I’ve recently started using Opal again and am really pleased with it, however there are a few fundamental issues that make it more complicated to set up than is necessary which originally put me off. I persisted and found a work around but small changes could improve the app significantly.

I want to use Opal for the following;

  1. Block social apps during work hours.
  2. Block work apps during social hours.
  3. Block work and social apps during the evening/night time/early morning.
  4. Block work and social apps at the weekend, but with breaks in the social app blocking.
  5. Block other apps or groups of apps at intermittent times through the day/week.

At first it seems as though the above is easily achieved using different sessions and app groups, however there are several fundamental issues that make this harder to achieve than it needs to be:

  1. Only one app group can be selected during each session.
  2. Sessions cannot run concurrently or overlap,

Because of these limitations to achieve my intended use of the app it is necessary to set up an individual app group for each type of session and then create a session for each discrete time period to block the groups of apps required. This is fine if you only want a couple of sessions but it quickly becomes complicated when making multiple sessions for different times and days of the week.

It seems that unless multiple app groups can be selected at once, or sessions can overlap then there is no point in having both features. It would be easier to just create a session and choose the apps for that session.

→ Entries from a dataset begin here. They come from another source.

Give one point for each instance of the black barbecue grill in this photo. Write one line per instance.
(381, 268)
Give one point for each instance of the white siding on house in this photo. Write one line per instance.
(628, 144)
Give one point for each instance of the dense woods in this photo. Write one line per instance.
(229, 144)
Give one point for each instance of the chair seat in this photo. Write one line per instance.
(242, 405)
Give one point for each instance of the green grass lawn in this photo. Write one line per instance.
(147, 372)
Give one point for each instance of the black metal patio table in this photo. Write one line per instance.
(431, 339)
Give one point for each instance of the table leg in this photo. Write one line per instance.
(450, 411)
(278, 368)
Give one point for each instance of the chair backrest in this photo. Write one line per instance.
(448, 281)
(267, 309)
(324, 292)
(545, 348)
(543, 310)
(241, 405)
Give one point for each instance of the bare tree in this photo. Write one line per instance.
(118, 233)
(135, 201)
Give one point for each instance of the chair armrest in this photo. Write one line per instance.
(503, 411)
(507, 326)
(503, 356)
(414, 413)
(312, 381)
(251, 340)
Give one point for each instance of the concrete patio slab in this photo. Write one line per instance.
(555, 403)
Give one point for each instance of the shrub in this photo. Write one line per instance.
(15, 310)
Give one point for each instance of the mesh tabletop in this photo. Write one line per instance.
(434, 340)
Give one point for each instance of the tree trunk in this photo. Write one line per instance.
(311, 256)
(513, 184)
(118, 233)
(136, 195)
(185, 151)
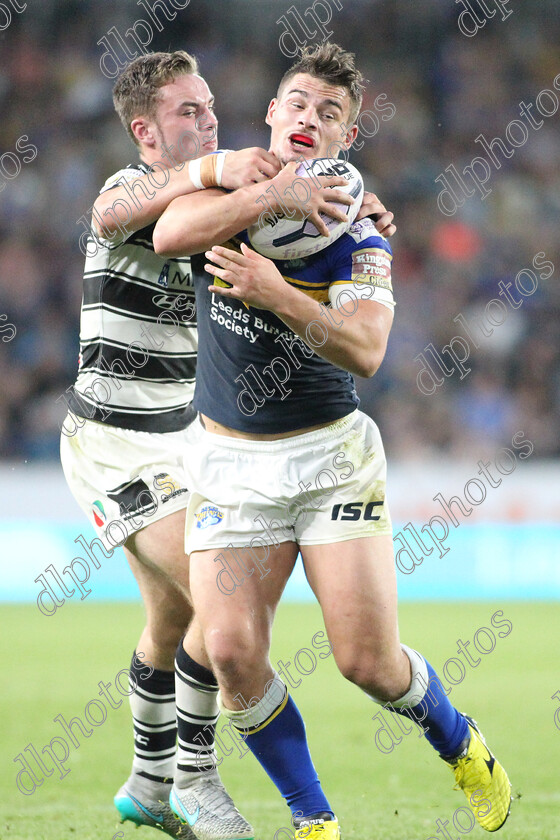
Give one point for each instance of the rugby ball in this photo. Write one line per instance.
(281, 238)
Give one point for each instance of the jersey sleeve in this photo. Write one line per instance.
(363, 269)
(129, 173)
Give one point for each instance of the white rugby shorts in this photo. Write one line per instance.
(123, 479)
(320, 487)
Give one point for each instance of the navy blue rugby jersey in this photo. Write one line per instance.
(253, 373)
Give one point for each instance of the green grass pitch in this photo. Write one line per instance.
(53, 665)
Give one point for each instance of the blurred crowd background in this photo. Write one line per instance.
(447, 89)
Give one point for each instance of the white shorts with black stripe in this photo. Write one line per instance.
(319, 487)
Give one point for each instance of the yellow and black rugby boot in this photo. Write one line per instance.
(483, 780)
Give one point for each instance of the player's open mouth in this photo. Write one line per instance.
(301, 141)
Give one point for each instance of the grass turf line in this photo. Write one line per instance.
(53, 666)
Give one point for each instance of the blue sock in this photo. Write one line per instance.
(446, 727)
(280, 745)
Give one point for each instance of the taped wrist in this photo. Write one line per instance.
(207, 171)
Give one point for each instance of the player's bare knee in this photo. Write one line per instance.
(234, 653)
(378, 677)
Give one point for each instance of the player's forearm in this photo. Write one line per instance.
(355, 343)
(139, 203)
(192, 224)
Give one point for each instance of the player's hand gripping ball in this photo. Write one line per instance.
(282, 238)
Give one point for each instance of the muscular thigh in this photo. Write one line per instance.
(235, 593)
(355, 584)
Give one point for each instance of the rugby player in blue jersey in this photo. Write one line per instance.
(130, 415)
(283, 461)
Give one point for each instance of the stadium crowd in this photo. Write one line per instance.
(446, 89)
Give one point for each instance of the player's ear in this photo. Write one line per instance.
(143, 131)
(271, 109)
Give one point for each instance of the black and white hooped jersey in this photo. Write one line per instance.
(138, 336)
(254, 373)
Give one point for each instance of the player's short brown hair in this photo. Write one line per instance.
(333, 65)
(135, 93)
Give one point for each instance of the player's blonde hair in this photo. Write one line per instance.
(135, 93)
(330, 63)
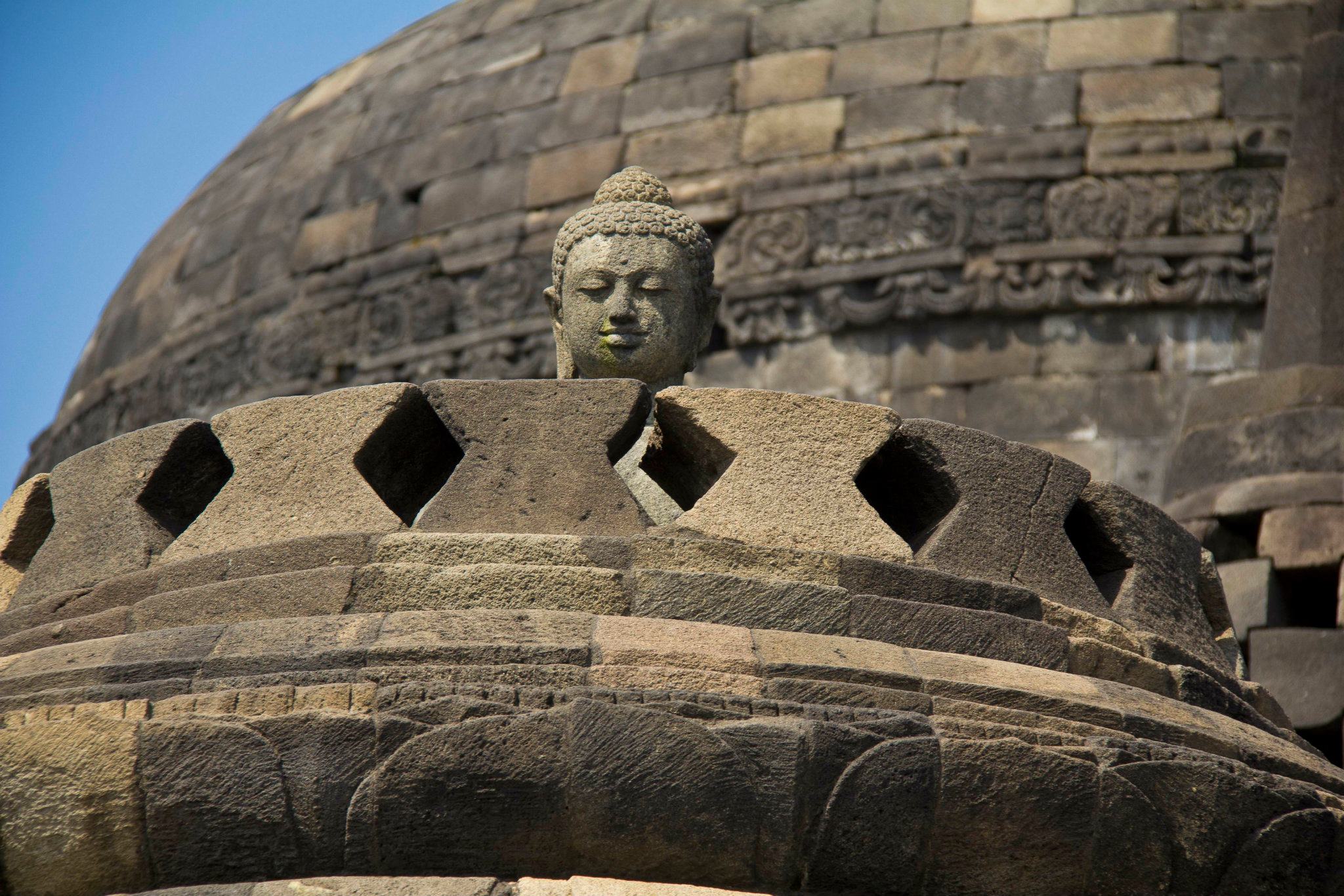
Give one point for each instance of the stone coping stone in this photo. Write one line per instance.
(621, 652)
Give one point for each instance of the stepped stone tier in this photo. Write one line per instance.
(270, 655)
(1047, 219)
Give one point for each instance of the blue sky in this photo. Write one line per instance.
(110, 113)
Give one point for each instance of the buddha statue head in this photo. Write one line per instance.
(632, 292)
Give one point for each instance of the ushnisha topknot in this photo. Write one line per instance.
(636, 202)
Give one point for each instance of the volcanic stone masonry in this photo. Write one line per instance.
(264, 656)
(1049, 219)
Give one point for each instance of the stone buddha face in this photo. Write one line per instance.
(631, 306)
(632, 295)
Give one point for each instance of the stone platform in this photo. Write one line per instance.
(430, 632)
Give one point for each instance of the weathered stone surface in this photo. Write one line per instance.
(385, 587)
(214, 804)
(706, 597)
(792, 129)
(773, 468)
(782, 77)
(354, 460)
(1253, 596)
(1304, 669)
(810, 23)
(1112, 41)
(1146, 567)
(304, 593)
(120, 504)
(1303, 538)
(959, 516)
(52, 774)
(1004, 104)
(609, 64)
(24, 523)
(538, 456)
(1158, 93)
(931, 626)
(883, 62)
(992, 51)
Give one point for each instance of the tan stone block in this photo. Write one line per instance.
(383, 587)
(782, 77)
(917, 15)
(24, 524)
(609, 64)
(883, 62)
(900, 113)
(72, 817)
(792, 129)
(991, 11)
(1301, 538)
(328, 239)
(1112, 41)
(710, 144)
(992, 51)
(627, 641)
(572, 171)
(1162, 93)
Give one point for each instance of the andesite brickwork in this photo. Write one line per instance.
(1046, 219)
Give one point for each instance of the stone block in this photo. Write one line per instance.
(1291, 442)
(1113, 41)
(883, 62)
(24, 523)
(773, 469)
(387, 587)
(1158, 93)
(1214, 35)
(975, 519)
(995, 11)
(1253, 596)
(356, 460)
(918, 15)
(992, 51)
(472, 195)
(328, 239)
(782, 77)
(1146, 567)
(900, 113)
(671, 642)
(810, 23)
(120, 504)
(572, 171)
(1260, 88)
(54, 778)
(674, 98)
(539, 456)
(692, 46)
(792, 129)
(1303, 538)
(597, 66)
(931, 626)
(1009, 104)
(730, 600)
(1304, 669)
(304, 593)
(710, 144)
(483, 637)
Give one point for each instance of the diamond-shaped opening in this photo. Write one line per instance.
(906, 483)
(192, 472)
(684, 460)
(409, 458)
(1100, 551)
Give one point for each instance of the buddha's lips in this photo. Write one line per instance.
(624, 339)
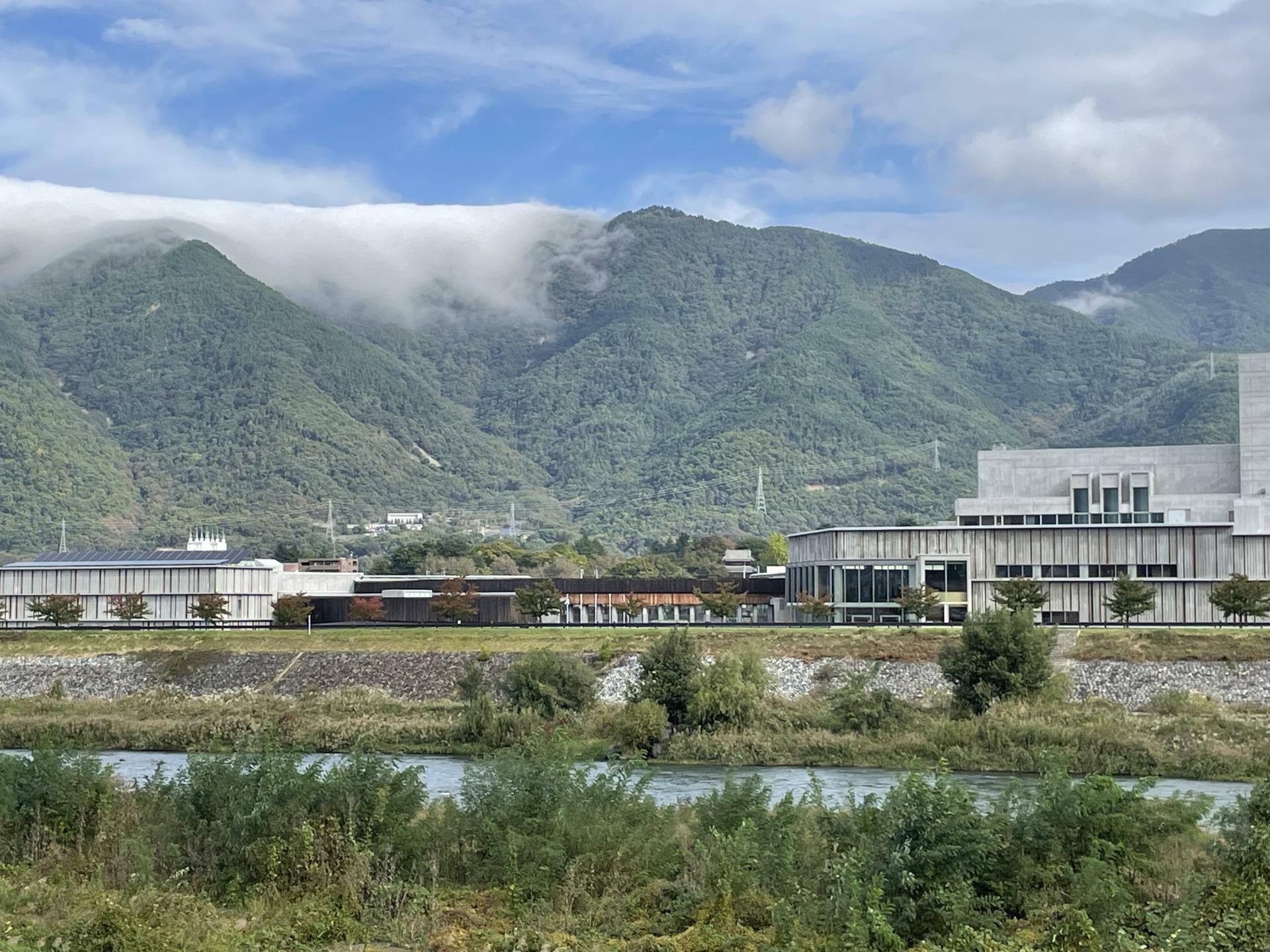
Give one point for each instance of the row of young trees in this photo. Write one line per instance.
(1238, 597)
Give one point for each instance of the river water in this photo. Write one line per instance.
(675, 782)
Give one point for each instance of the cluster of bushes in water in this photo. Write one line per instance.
(266, 852)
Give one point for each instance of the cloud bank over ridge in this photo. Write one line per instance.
(398, 260)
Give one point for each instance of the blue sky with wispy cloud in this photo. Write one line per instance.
(1021, 140)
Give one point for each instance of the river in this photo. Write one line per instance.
(675, 782)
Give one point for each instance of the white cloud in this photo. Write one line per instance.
(402, 260)
(1080, 155)
(92, 125)
(452, 117)
(1095, 302)
(749, 196)
(808, 127)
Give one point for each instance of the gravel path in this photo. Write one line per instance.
(425, 676)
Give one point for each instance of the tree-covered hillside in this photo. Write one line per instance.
(1210, 288)
(165, 387)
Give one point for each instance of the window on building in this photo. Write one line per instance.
(1111, 500)
(937, 576)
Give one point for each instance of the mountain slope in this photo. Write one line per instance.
(643, 408)
(715, 349)
(1210, 288)
(230, 400)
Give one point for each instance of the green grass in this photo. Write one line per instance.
(1174, 644)
(892, 644)
(1203, 742)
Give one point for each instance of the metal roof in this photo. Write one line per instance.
(132, 559)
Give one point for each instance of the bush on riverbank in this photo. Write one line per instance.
(262, 852)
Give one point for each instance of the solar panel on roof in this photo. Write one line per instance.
(132, 557)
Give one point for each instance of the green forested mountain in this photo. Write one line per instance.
(1210, 288)
(167, 387)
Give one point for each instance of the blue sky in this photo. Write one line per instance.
(1021, 140)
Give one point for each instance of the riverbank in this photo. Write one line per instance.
(1188, 738)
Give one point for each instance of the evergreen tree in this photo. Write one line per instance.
(917, 601)
(723, 602)
(58, 610)
(1019, 594)
(1241, 597)
(1129, 598)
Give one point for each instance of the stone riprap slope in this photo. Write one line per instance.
(423, 676)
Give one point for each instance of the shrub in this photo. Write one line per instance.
(638, 725)
(550, 684)
(857, 707)
(1001, 654)
(730, 694)
(668, 668)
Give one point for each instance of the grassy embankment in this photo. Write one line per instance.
(1185, 738)
(1174, 645)
(806, 641)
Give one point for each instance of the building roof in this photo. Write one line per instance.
(132, 559)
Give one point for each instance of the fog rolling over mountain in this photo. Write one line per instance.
(1210, 288)
(164, 386)
(403, 262)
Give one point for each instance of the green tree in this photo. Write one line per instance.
(456, 601)
(1241, 597)
(667, 669)
(917, 601)
(1019, 596)
(550, 684)
(1129, 598)
(127, 608)
(58, 610)
(367, 610)
(632, 606)
(1001, 654)
(290, 611)
(210, 610)
(816, 606)
(730, 694)
(539, 600)
(723, 602)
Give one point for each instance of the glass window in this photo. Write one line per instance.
(1111, 500)
(937, 576)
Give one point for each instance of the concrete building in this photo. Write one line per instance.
(169, 579)
(1181, 518)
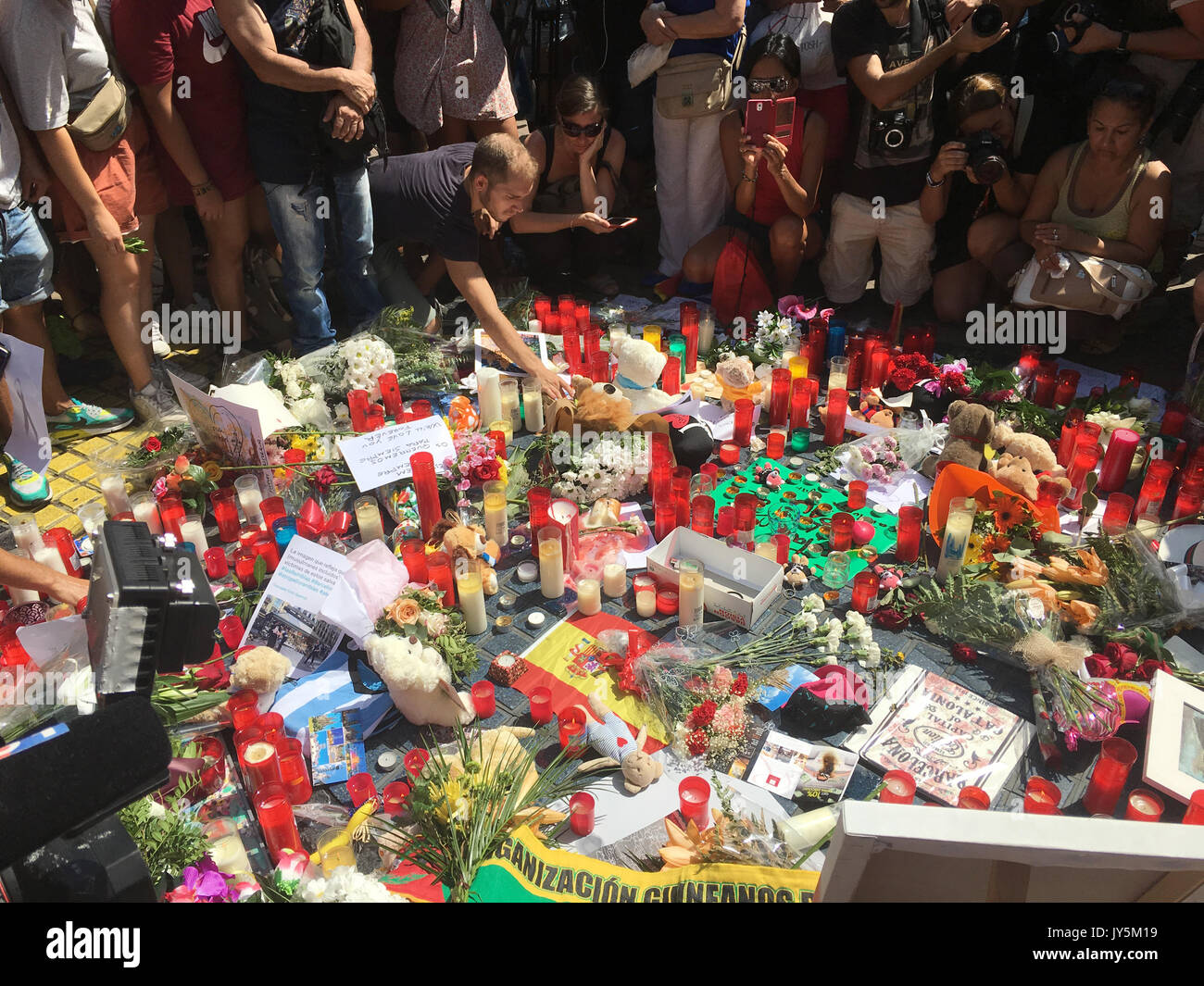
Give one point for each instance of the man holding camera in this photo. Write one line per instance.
(891, 52)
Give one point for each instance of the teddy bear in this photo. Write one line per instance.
(609, 734)
(418, 680)
(639, 368)
(263, 670)
(468, 545)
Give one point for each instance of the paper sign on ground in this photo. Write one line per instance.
(383, 456)
(230, 429)
(31, 441)
(287, 617)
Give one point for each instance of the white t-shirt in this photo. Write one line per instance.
(53, 56)
(811, 29)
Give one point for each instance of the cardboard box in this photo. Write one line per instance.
(738, 585)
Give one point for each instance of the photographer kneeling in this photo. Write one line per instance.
(975, 192)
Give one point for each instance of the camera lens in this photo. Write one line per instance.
(986, 20)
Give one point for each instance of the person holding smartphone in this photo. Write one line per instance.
(773, 184)
(579, 160)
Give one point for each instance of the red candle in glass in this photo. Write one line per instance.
(416, 761)
(842, 531)
(541, 705)
(438, 571)
(360, 788)
(1042, 797)
(666, 518)
(1046, 384)
(1116, 514)
(899, 788)
(390, 393)
(224, 501)
(1114, 472)
(838, 406)
(244, 708)
(742, 429)
(1067, 387)
(1144, 805)
(277, 821)
(671, 377)
(779, 399)
(357, 407)
(865, 592)
(1195, 814)
(581, 813)
(483, 698)
(421, 464)
(1074, 418)
(907, 545)
(1116, 758)
(725, 521)
(216, 565)
(973, 798)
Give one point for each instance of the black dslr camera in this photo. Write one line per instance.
(1067, 31)
(986, 159)
(890, 131)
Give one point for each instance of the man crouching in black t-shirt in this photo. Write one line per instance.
(446, 199)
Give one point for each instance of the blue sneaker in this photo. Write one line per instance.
(25, 486)
(83, 420)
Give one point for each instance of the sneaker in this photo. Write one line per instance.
(157, 343)
(155, 402)
(25, 486)
(83, 420)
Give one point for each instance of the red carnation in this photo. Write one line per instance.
(702, 714)
(963, 654)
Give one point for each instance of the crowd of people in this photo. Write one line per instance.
(927, 145)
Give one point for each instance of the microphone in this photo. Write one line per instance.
(96, 765)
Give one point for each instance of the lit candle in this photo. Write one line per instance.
(472, 602)
(368, 517)
(489, 393)
(614, 580)
(552, 564)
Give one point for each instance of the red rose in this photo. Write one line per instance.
(702, 714)
(889, 618)
(697, 743)
(963, 654)
(1122, 657)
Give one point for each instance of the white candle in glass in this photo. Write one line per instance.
(116, 499)
(472, 602)
(489, 393)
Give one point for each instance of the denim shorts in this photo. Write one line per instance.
(27, 260)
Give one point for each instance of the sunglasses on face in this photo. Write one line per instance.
(778, 83)
(588, 131)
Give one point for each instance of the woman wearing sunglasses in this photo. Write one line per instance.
(579, 159)
(773, 187)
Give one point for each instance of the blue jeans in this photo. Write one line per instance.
(300, 216)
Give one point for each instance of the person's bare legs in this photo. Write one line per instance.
(25, 323)
(120, 307)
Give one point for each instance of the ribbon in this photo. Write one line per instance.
(313, 523)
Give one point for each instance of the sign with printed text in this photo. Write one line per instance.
(383, 456)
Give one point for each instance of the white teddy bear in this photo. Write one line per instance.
(639, 368)
(420, 680)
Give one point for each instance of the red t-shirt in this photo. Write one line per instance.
(167, 44)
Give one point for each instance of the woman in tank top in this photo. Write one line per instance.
(1104, 196)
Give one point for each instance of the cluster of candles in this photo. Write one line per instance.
(275, 767)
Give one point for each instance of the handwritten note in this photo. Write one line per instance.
(383, 456)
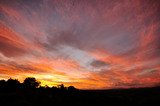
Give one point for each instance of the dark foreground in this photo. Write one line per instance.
(55, 97)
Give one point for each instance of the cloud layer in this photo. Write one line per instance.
(86, 43)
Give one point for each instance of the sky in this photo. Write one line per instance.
(90, 44)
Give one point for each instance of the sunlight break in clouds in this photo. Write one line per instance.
(90, 44)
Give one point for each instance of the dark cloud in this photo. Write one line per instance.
(10, 49)
(98, 63)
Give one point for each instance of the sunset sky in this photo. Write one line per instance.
(90, 44)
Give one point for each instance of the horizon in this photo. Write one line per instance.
(89, 44)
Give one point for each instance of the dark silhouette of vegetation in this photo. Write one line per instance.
(31, 93)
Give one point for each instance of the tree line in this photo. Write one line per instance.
(29, 83)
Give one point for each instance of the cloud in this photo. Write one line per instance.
(98, 63)
(92, 42)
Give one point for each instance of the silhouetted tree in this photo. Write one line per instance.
(2, 84)
(31, 82)
(71, 88)
(61, 87)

It would also be really useful if sessions could be set up in a more visual way, for example a calendar or flow chart with each app group represented as a block colour spanning the time periods that it is blocked for. These could then be overlapped, dragged or stretched in order to dynamically set sessions over the course of the week.

Overall a fantastic app, with some minor improvements it would be perfect.

Other comments:
The gamifying of the reduction of screen time, focus score and the comparison to peers seems like a gimmick that detracts from the apps main function. It seems as though too much attention to these elements has been paid to the detriment of some of the more basic functionality.

The cost is prohibitively high for a feature which will inevitably become part of apple’s screen time. Until that happens I’m very happy to pay for it as it’s so useful, however many of my friends and colleagues that I have recommended it to have been deterred by the cost.